The biggest economic news this year was Nicaragua entering into the Central American Free-Trade Agreement with the United States (CAFTA), which has already born fruits in the form of record-high export levels.
Overall, year-end export estimates were expected to exceed $1.05 billion, up 20% from last year.
Under CAFTA, exports to the United States this year grew 54% from last year, and exports to the rest of Central America were up 40%, according to the Central Bank. The principal products contributing to the increase are coffee, dairy, meat, beans and lobster.
Investment has also increased dramatically under CAFTA. Since the trade accord was first signed last year, 15 companies have invested under the free-trade zone scheme, totaling $256 million and creating an estimated 8,650 jobs, according to investmentpromotion group ProNicaragua.
Another 13 companies, totaling $189 million and 3,800 jobs, are in talks to decide whether to invest in Nicaragua, says Pro-Nicaragua.
International reserves also reached a record high this year, with year-end estimates at $911 million, up from $730 million at the close of 2005.
Banking deposits also reached a new high, indicating recovered confidence in Nicaragua’s financial system after the banking crisis of 2001.
As of November, banking deposits here reached $2.15 billion, up $100 million from 2005.
At the behest of the International Monetary Fund (IMF), the administration this year also passed several structural reforms to the fiscal and financial systems of the country, including: the Law of Financial Administration; the Tax Reform Law; the Civil Service Law; the Law of Bank Superintendence; and the General Banking Law, among others.
Another important advance was negotiated debt relief for Nicaragua’s once-gargantuan foreign debt.
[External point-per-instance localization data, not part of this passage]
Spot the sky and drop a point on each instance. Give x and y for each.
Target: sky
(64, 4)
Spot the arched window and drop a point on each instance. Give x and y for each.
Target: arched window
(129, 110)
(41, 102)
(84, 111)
The government this year managed to lower the debt service to a level considered almost sustainable.
As of Oct. 21,Nicaragua’s foreign debt was $4.4 billion, down from $5.3 billion last year.
And at year’s end, the government was in the process of finalizing negotiations with the Inter-American Development Bank and the IMF’s Heavily Indebted Poor Country’s Initiative (HIPC) to whittle it down to $1.6 billion, which would mean Nicaragua’s debt service would return to the amount it was at in 1979, and be at a level considered sustainable for the first time in 25 years.
Not all economic news this year was rosy, however. And there is disagreement over some of the official economic statistics. Economist Nestor Avendaño has been a leading critic of the government’s economic model and poverty reduction statistics, mostly the unemployment numbers.
The Central Bank claims that unemployment in Nicaragua is only 5.6% – a statistic that has been lambasted as unrealistic by Avendaño and others, who place unemployment closer to 27%.
The Central Bank’s Arana later said that the unemployment statistic only includes those who are out of work but trying to find a job.
He said there is another sizable group of some 1 million Nicaraguans who are unemployed but “not necessarily looking for work.”
Avendaño, however, says that “everyone in Nicaragua works,” but that most people are in the informal economy doing what they can to survive and not necessarily registering in the government’s official labor statistics.
Some critics argue that the formal-economy jobs the government has created, namely free-trade zone jobs that pay average hourly wages of $0.80 (the lowest wage in Central America), aren’t worth leaving the informal economy for.